Memang ada profesi seperti itu?

Ada. Lebih tepatnya pernah ada. Namanya pernah ada, sekarang sudah tidak ada lagi. Tinggal kenangan saja. Utamanya di tempat tinggal saya. Entah bila di daerah lain masih ada.

Ya, puluhan tahun silam, ketika bulan puasa Ramadan tiba, profesi 'joki es batu' ini memang pernah jadi primadona di tempat tinggal saya. Di sebuah kampung di Sidoarjo.

Kala itu, sekira akhir tahun 80-an. Saya masih kelas 3 SD. Namun, meski sudah tiga dekade silam, kenangan akan joki es batu itu tidak luntur sampai sekarang.

Profesi ini dijalankan oleh perempuan. Ibu-ibu. Ketika sore menjelang berbuka puasa, sembari membawa sepeda pancal dan tas kantong plastik besar berwarna merah, dia berkeliling ke rumah-rumah warga di wilayah RT saya.

Dia datangi rumah-rumah warga. Kepada ibu-ibu, dia menawarkan jasa membelikan es batu di kampung sebelah. Ada yang nitip dibelikan es batu 50 rupiah. Ada yang 100 rupiah. Ada yang lebih.

Namanya menawarkan jasa, tentu mendapat upah. Biasanya, ibu-ibu yang menitip dibelikan es batu itu memberi kelebihan duit. Meski jumlahnya tidak banyak.

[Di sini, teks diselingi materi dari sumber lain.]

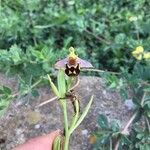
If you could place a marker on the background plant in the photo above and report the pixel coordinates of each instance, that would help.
(135, 134)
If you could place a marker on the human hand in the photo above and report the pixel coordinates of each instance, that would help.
(39, 143)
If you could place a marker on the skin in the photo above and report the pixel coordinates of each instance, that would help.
(39, 143)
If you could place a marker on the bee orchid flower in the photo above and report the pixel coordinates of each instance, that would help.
(72, 64)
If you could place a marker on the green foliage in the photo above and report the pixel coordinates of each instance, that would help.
(35, 33)
(105, 32)
(5, 97)
(135, 134)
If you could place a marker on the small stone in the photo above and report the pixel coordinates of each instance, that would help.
(84, 132)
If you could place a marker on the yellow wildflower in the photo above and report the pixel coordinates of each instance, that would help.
(146, 55)
(138, 52)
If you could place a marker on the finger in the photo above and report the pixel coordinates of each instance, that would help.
(40, 143)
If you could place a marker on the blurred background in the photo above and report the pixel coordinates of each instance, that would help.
(36, 33)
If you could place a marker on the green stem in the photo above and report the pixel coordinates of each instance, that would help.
(66, 144)
(65, 116)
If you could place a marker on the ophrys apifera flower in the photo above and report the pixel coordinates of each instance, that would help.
(138, 53)
(72, 64)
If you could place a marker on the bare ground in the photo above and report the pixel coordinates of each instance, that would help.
(23, 121)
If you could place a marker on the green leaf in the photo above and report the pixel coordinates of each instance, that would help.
(61, 83)
(83, 115)
(7, 90)
(35, 93)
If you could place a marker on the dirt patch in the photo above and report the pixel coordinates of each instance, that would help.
(22, 122)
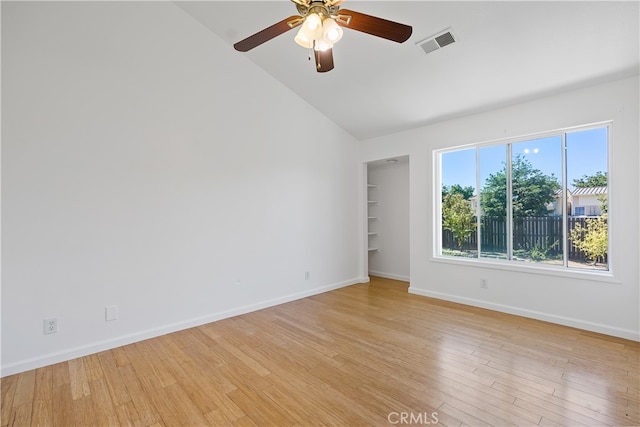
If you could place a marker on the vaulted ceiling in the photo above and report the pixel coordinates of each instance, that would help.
(504, 53)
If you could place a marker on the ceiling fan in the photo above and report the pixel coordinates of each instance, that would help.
(321, 22)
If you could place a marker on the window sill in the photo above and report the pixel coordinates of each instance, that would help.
(528, 268)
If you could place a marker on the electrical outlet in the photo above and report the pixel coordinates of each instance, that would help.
(110, 313)
(50, 326)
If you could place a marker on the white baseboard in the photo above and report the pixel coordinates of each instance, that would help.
(532, 314)
(389, 275)
(95, 347)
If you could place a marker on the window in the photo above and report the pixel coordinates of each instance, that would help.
(541, 200)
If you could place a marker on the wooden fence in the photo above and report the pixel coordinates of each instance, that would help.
(542, 233)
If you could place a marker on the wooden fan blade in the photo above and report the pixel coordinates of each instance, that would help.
(375, 26)
(268, 33)
(324, 60)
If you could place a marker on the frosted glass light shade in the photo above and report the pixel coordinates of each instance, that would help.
(331, 31)
(313, 26)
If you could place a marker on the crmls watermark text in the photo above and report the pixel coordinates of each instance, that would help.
(424, 418)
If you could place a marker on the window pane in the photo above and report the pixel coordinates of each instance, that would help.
(459, 202)
(493, 202)
(536, 171)
(587, 188)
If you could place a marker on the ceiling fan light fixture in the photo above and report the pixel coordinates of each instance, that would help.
(332, 32)
(313, 26)
(302, 39)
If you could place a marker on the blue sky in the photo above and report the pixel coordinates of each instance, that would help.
(586, 155)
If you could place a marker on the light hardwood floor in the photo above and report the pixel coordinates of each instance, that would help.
(368, 354)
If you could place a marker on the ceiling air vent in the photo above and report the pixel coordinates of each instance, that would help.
(437, 41)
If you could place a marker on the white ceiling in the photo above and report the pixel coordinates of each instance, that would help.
(505, 52)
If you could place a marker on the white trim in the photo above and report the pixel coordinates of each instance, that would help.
(533, 314)
(389, 275)
(532, 268)
(84, 350)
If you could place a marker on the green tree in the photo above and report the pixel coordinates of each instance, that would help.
(458, 217)
(592, 239)
(532, 190)
(598, 179)
(467, 192)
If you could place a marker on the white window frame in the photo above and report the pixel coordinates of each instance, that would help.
(509, 264)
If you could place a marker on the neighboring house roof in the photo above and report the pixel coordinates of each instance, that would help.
(589, 191)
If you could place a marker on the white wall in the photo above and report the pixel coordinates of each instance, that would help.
(146, 164)
(608, 306)
(392, 210)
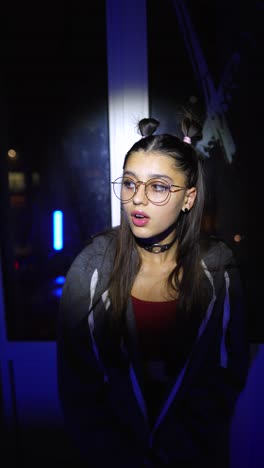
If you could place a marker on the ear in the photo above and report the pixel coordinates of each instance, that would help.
(189, 199)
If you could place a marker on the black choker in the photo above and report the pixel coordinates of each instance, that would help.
(158, 248)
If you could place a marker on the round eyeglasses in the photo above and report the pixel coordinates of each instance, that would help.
(156, 190)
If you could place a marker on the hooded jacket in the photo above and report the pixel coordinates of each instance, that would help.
(101, 387)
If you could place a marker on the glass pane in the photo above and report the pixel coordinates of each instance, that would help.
(55, 156)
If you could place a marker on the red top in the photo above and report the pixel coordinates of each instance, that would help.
(155, 323)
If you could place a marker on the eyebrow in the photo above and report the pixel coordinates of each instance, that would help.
(151, 176)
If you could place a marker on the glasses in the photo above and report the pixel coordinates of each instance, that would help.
(156, 190)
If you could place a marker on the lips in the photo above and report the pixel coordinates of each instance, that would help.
(139, 218)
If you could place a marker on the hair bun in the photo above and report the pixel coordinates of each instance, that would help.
(191, 128)
(148, 126)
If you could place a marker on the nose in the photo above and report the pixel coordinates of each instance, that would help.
(140, 194)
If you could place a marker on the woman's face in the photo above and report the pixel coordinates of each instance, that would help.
(145, 218)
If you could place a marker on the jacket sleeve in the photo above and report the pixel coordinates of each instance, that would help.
(89, 421)
(197, 427)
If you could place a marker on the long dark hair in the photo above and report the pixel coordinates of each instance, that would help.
(127, 261)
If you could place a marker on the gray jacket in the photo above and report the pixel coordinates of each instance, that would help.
(100, 384)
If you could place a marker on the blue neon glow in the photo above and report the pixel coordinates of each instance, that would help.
(57, 230)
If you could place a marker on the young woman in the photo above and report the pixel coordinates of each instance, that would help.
(152, 351)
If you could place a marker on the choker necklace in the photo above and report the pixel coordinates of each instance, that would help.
(158, 248)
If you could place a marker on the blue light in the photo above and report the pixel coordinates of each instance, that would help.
(57, 230)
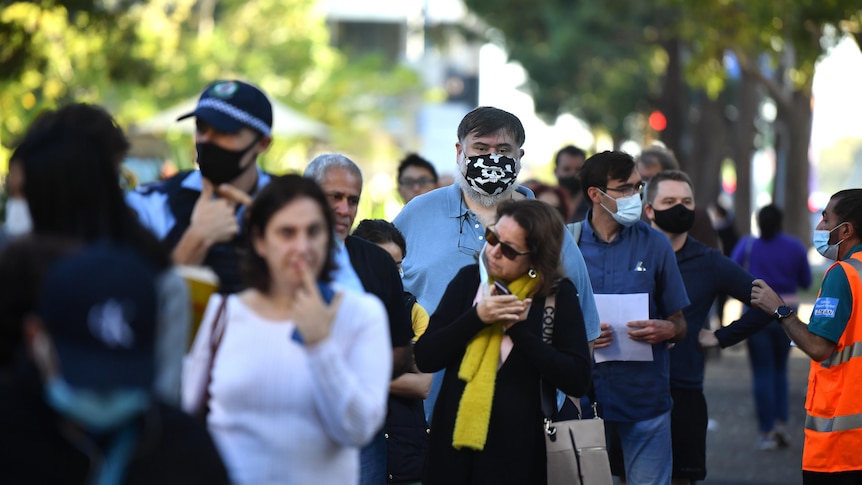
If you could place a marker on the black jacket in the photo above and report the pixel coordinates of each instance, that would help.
(515, 448)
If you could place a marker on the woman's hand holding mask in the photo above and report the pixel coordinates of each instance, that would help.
(313, 316)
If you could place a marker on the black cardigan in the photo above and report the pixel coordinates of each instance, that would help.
(515, 448)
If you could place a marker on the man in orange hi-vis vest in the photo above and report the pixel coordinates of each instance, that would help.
(833, 340)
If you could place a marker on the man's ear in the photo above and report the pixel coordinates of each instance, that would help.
(40, 347)
(263, 144)
(849, 231)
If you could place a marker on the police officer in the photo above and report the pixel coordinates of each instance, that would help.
(198, 213)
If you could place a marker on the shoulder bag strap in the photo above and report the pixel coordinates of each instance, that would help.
(218, 328)
(549, 398)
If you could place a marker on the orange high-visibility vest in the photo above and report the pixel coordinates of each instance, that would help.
(833, 425)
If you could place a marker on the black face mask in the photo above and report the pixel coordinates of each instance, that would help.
(572, 184)
(220, 165)
(676, 220)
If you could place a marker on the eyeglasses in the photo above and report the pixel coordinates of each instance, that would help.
(421, 182)
(508, 251)
(627, 190)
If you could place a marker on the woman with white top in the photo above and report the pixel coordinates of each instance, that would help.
(301, 370)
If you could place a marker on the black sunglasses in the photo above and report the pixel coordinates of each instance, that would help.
(508, 251)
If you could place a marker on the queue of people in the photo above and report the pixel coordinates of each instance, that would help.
(405, 352)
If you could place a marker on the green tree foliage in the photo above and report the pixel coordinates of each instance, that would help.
(139, 57)
(607, 61)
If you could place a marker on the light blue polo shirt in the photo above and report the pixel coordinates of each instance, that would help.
(443, 236)
(639, 260)
(834, 304)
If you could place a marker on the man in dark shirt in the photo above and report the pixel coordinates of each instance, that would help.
(705, 273)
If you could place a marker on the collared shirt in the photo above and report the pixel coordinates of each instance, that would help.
(639, 260)
(151, 202)
(834, 304)
(344, 273)
(443, 236)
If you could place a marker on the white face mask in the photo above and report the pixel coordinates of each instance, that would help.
(18, 219)
(821, 243)
(628, 209)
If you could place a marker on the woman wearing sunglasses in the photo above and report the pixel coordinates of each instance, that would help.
(487, 334)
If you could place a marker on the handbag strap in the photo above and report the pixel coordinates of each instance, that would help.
(549, 393)
(218, 329)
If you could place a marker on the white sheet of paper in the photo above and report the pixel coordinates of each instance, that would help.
(618, 310)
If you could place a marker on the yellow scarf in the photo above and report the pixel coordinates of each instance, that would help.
(479, 370)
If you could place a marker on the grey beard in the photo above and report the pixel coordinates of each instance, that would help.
(482, 199)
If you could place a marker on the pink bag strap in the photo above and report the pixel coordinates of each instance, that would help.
(218, 327)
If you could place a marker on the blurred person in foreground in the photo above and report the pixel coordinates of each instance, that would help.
(82, 409)
(832, 337)
(487, 333)
(406, 429)
(70, 159)
(294, 370)
(198, 214)
(416, 176)
(705, 273)
(364, 267)
(782, 261)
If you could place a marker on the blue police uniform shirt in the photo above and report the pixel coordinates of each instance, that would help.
(834, 305)
(638, 260)
(151, 202)
(443, 236)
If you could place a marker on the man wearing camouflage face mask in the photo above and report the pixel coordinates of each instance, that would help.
(445, 228)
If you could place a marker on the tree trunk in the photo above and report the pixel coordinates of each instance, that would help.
(673, 102)
(797, 118)
(709, 147)
(742, 146)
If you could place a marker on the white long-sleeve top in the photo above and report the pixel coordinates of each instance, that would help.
(284, 413)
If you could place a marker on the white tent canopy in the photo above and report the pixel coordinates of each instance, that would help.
(286, 121)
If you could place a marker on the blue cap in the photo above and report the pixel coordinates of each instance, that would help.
(230, 106)
(99, 306)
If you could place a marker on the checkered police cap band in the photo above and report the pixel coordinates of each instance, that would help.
(230, 110)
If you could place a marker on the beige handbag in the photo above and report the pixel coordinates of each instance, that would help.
(576, 448)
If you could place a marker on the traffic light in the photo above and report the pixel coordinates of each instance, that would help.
(657, 121)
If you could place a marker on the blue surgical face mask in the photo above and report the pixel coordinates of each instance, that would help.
(821, 243)
(628, 209)
(96, 411)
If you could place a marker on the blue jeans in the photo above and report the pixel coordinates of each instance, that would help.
(646, 448)
(768, 352)
(372, 461)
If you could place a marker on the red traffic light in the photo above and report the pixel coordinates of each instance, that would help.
(657, 121)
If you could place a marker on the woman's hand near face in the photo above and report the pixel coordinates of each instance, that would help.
(505, 309)
(312, 315)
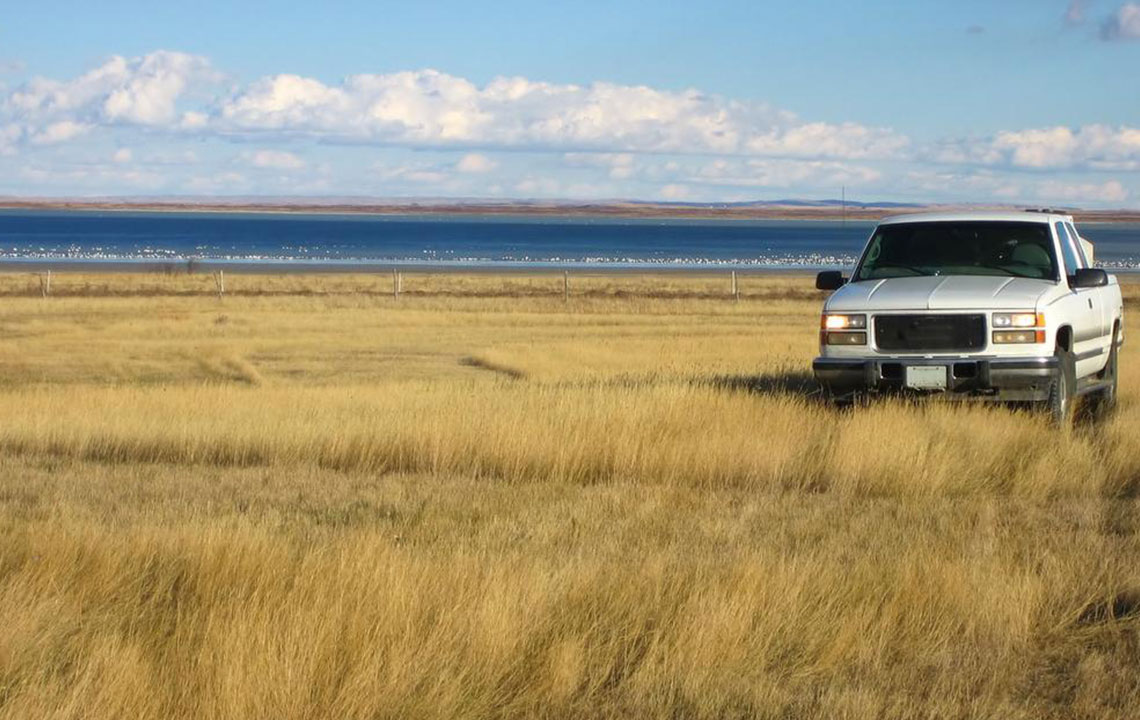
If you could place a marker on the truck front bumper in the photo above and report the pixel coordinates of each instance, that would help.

Setelah menerima 'pesanan', si ibu joki es batu ini bakal langsung mengayuh sepedanya. Menantang jalanan menanjak jembatan layang (di atas jalan tol) yang sudah berdiri sejak tahun 80-an.

Maklum, tempat berjualan es batu memang ada di kampung sebelah. Karenanya, tidak semua orang mau membelinya sendiri. Mereka memilih memakai jasa ibu joki es batu tersebut.

Pikir mereka, lebih baik menitipkan duit, lantas menunggu di rumah. Sembari menyiapkan teh atau memotong janggelan/cincau yang dibeli di pasar.

Lantas, beberapa menit menjelang bedug Maghrib ditabuh di mushola dekat rumah, ibu itu datang membawa bongkahan es batu yang sudah dipesan. Lalu mengeluarkannya dari kantong plastik merah.

Dulu, saya termasuk yang pernah merasakan jasa si ibu joki es batu ini. Karena jasanya, saya bisa merasakan segarnya es teh ataupun es janggelan saat berbuka puasa.

Dulu, semasa bocah, saya juga pernah berkesempatan menengok langsung tempat berjualan es batu itu. Ketika diajak kakak sepupu untuk membeli es batu di kampung sebelah.

Sembari menaiki 'sepeda kebo', kami membelah jalanan ketika jelang berbuka puasa. Sungguh menyenangkan. Ingatan itu abadi. Bahkan ketika jalanan di sana kini sudah jauh berbeda. Penuh lubang di sana-sini.

Penjual es batu sedang menurunkan balok es batu. Dulu, di saat bulan Ramadan, pernah ada profesi joki es batu di kampung saya/Foto: www.atmago.com
Penjual es batu sedang menurunkan balok es batu. Dulu, di saat bulan Ramadan, pernah ada profesi joki es batu di kampung saya/Foto: www.atmago.com

Joki es batu kini tinggal kenangan

Kembali ke joki es batu, sebenarnya, zaman dulu, tidak ada nama itu. Ibu-ibu di RT saya hanya mengenal nama orangnya. Saya sendiri yang mendadak menemukan padanan kata itu ketika teringat dan hendak menuliskan cerita ini.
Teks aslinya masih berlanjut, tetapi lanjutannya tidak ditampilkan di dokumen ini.